C57BL/6 and BALB/c mice were obtained from The Jackson Laboratory (Bar Harbor, ME) and were used at 6–8 wk of age. F344, PVG, DA, AO, BN, and LOU rats were purchased from Harlan Sprague-Dawley (Indianapolis, IN). F344 and LEW rats were obtained from Harlan U.K. (Bicester, U.K.). MHC-congenic PVG rats PVG.1LV1, PVG.1L, PVG.1AV1, and PVG.1U were obtained from the Babraham Institute (Cambridge, U.K.). All animals were housed in approved animal care facilities in accordance with institutional guidelines.
IL-2-activated NK cells
IL-2-activated NK cells were prepared as previously described from fresh C57BL/6 and BALB/c mouse splenocytes (32). 12A8-positive and -negative IL-2-activated NK cells were isolated by panning, using a variation of a previously described separation protocol (33). Briefly, day 6 IL-2-activated NK cells were panned with the anti-Ly-49D mAb, 12A8. Nonadherent cells were then treated with rabbit anti-rat Ig (Cappel, Malvern, PA), followed by treatment with rabbit complement (Cedarlane, Westbury, NY) for 1 h at 37°C. Ly-49D− and Ly-49D+ cell populations were then cultured overnight in cRPMI supplemented with 1000 U/ml human IL-2 (National Cancer Institute). Cells were washed extensively with HBSS with 3% FCS on day 7, replated, and used for assays on day 9. This resulted in populations of NK cells that were >95% pure as assessed by their expression of NK1.1 (not shown).
Con A blast preparation
Con A-stimulated blasts were prepared from rat splenocytes, using methods previously described (34). Briefly, rat spleens were harvested aseptically and separated into single-cell suspensions. Following lysis of RBC, splenocytes were washed in cRPMI and placed in culture at a density of 1 × 106 cells/ml in cRPMI, supplemented with 3 μg/ml Con A (Sigma, St. Louis, MO). Following 48 h of culture at 37°C, cells were harvested, purified over Ficoll-Hypaque, washed twice in cRPMI, and labeled for use as targets in cytotoxicity assays.

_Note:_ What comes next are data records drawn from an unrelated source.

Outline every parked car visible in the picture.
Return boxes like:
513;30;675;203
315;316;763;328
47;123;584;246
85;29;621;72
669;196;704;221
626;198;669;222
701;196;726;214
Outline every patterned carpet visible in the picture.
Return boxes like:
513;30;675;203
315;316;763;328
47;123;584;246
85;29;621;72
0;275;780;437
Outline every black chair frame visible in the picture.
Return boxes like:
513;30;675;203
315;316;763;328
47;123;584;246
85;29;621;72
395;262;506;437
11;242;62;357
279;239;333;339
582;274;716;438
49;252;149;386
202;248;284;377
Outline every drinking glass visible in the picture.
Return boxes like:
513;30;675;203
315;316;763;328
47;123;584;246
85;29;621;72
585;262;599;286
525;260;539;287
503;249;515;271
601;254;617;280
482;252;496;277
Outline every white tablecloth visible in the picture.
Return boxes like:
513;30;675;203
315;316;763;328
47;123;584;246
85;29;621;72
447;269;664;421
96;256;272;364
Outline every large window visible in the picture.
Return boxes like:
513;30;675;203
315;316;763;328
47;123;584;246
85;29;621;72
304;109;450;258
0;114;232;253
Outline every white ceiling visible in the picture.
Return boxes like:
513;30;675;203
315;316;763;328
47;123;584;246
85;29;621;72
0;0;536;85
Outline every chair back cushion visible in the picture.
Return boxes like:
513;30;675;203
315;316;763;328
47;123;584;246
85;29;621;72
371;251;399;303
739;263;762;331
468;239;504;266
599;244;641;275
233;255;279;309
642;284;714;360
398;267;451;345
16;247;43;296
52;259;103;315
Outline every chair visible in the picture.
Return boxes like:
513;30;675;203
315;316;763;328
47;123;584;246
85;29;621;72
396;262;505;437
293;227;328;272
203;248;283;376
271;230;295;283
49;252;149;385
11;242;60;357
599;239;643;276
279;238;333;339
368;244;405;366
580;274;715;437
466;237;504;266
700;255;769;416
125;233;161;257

Target cell stimulation, immunoprecipitation, and Western blotting
For studies of NK cell activation by targets, 9 × 107 effector cells were mixed with 1.8 × 108 target cells in a total volume of 1 ml cRPMI in microcentrifuge tubes. Cell suspensions were immediately centrifuged for 30 s at 50 × g, then incubated at 37°C for the indicated time. Cells were then centrifuged at 500 × g for 10 s, and cell pellets were resuspended in cold lysis buffer (20 mM triethanolamine, pH 7.8, 150 mM NaCl, 1 mM EDTA, 1 mM MgSO4, 2.5 mM CaCl2, 0.01% azide, 1 mM sodium orthovanadate, and protease inhibitors) with 1% digitonin and 0.12% Triton-X100 as described (35). For pervanadate stimulation, 3 × 107 cells/sample were incubated for 5 min at 37°C in cRPMI with 0.03% H2O2 and 100 mM sodium orthovanadate (pervanadate), and cell pellets were resuspended in 1 ml cold lysis buffer, as previously described (29). Lysates were precleared with protein A-Sepharose beads (Pharmacia, Piscataway, NJ) that had been previously coated with rabbit anti-rat Ab (Cappel, Malvern, PA) and control mAb 2C7 (rat IgG2a) for 2 h at 4°C, then immunoprecipitated overnight at 4°C with protein A beads coated with rabbit anti-rat Ab and anti-Ly-49D mAb 12A8. After washing with cold wash buffer (50 mM Tris, pH 8, 150 mM NaCl, 5 mM 3-[(3-cholamidopropyl)dimethylammonio]-1-propanesulfonate and protease inhibitors), immunoprecipitates were resolved by 15% SDS-PAGE under reducing conditions and transferred to polyvinylidene difluoride membranes (Immobilon-P; Millipore, Marlborough, MA). After blocking with TBST (10 mM Tris pH 8, 150 mM NaCl, 0.05% Tween 20) containing 10% horse serum, the membranes were incubated with 1 μg/ml of anti-phosphotyrosine mAb (4G10) in TBST with 10% horse serum for 1 h at room temperature. Following extensive washing in TBST, blots were incubated in HRP-conjugated rabbit anti-mouse Ig (Amersham) and developed using chemiluminescence Super Signal (Pierce, Rockford, IL), according to the manufacturers’ instructions.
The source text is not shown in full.